Günlerdir Gıda Perakendecileri Derneği Başkanı ve BİM İcra Kurulu Üyesi olan Galip Aykaç'ın açıklamaları tartışılıyor. Baştan söyleyeyim. Perakende sektörünün en önemli oyuncularından biri olan BİM'in başındaki kişinin açıklamalarındaki üslubu ne kendisine ne kurumuna yakıştırdım.
Ne diyor Aykaç?
"Organize perakendede kâr edenlerin en yükseğinin ettiği kâr yüzde 4'tür. Onu tamamını da verseniz enflasyon aşağı gelmez. Bizim masraf yapımızı iyi kontrol etmekten gelen bir farkımız vardır. Brüt kâr marjımız yüzde 17.5'tir. Yani 100'e aldığımız bir malı 117.5'e satıyoruz. Nerede bu 1'e alıp 3 katına satmak? Nerede öyle bir ürün?"
Doğrudur...
Kağıt üzerinde görünen kısım budur. Peki ya görünmeyen kısmı?
Şöyle ki;
Malum bu organize perakendede en büyük meselelerden biri alıcı gücü ve private label (özel marka)...
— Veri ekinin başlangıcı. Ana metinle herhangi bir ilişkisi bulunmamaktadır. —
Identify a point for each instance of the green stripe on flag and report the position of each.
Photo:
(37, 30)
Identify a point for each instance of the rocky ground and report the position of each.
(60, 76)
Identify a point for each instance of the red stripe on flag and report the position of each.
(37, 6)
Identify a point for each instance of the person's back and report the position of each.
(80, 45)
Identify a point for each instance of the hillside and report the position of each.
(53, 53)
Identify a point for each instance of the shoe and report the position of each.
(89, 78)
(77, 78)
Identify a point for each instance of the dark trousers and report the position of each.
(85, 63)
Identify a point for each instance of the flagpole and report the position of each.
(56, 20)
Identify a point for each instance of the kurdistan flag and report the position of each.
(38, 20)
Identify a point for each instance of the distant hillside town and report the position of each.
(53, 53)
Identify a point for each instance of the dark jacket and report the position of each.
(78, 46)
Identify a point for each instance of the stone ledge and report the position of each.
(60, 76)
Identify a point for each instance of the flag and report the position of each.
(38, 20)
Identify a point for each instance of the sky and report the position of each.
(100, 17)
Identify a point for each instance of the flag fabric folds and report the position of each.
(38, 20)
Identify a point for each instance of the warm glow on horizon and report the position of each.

Private label ürünlerin satışları her sene artıyor. Hatta bu indirim marketlerde epeyce şirazeden çıkmış durumda... Örneğin BİM'de bu oran yüzde 70'lere vardı. Diğerlerinde de hatırı sayılır düzeyde... İlk başta fiyat açısından uygun görünse de bir müddet sonra burada rekabeti bozucu bir durum ortaya çıkıyor. Zira, özel markalı ürünlerde fiyat avantajı kayboluyor, ürün fiyatları markalı ürünlere yakın bir seviyeye çıkıyor. (Misal, BİM markalı L boy 15'li Bilibili yumurta 37.50 TL'den satılırken, bu alanda en güçlü markalardan biri olan Keskinoğlu'nun aynı özelliklere sahip yumurtası yerel markette 34.90 TL'ye satılıyor)
Böylece ilk çıktıkları zamanların aksine uygun fiyatlı market ürünü tanımlamasından uzaklaşarak belki de market raflarından çıkıp kendi başlarına bir marka olarak değerlendirilebilecek ürünler haline geliyorlar. Sadece fiyat rekabetine önem verildiğinde hizmet ve kalite de düşüyor. Rekabet edemeyen firmalar pazardan çıkabiliyor. Üstelik, private label ürünü üreten de satan da paketleyen de market olduğunda kârın büyük kısmı dışarıda kalabiliyor. Tedarik pazarında alıcı gücü yükselen perakendeci ürünün üreticisine baskı da kurabiliyor.
Dolayısıyla bana kalırsa, kağıt üzerindeki kârlara aldanmadan, tüm bu tedarik süreçlerini kapsamlı bir şekilde ele alıp, pazarı yeniden düzenlemek gerekiyor.
Bunu da ancak Perakende Yasası ile çözebiliriz.
Yasa öyle bir hazırlanır ki, marketlerin tedarikçileriyle olan ilişkisi belli kurallara göre düzenlenir, dikey büyümelere izin verilmez, raflarda private label ile markalı ürün rekabeti sağlanır, alıcı yoğunlaşmasından kaynaklanan problemlere çözüm getirilir.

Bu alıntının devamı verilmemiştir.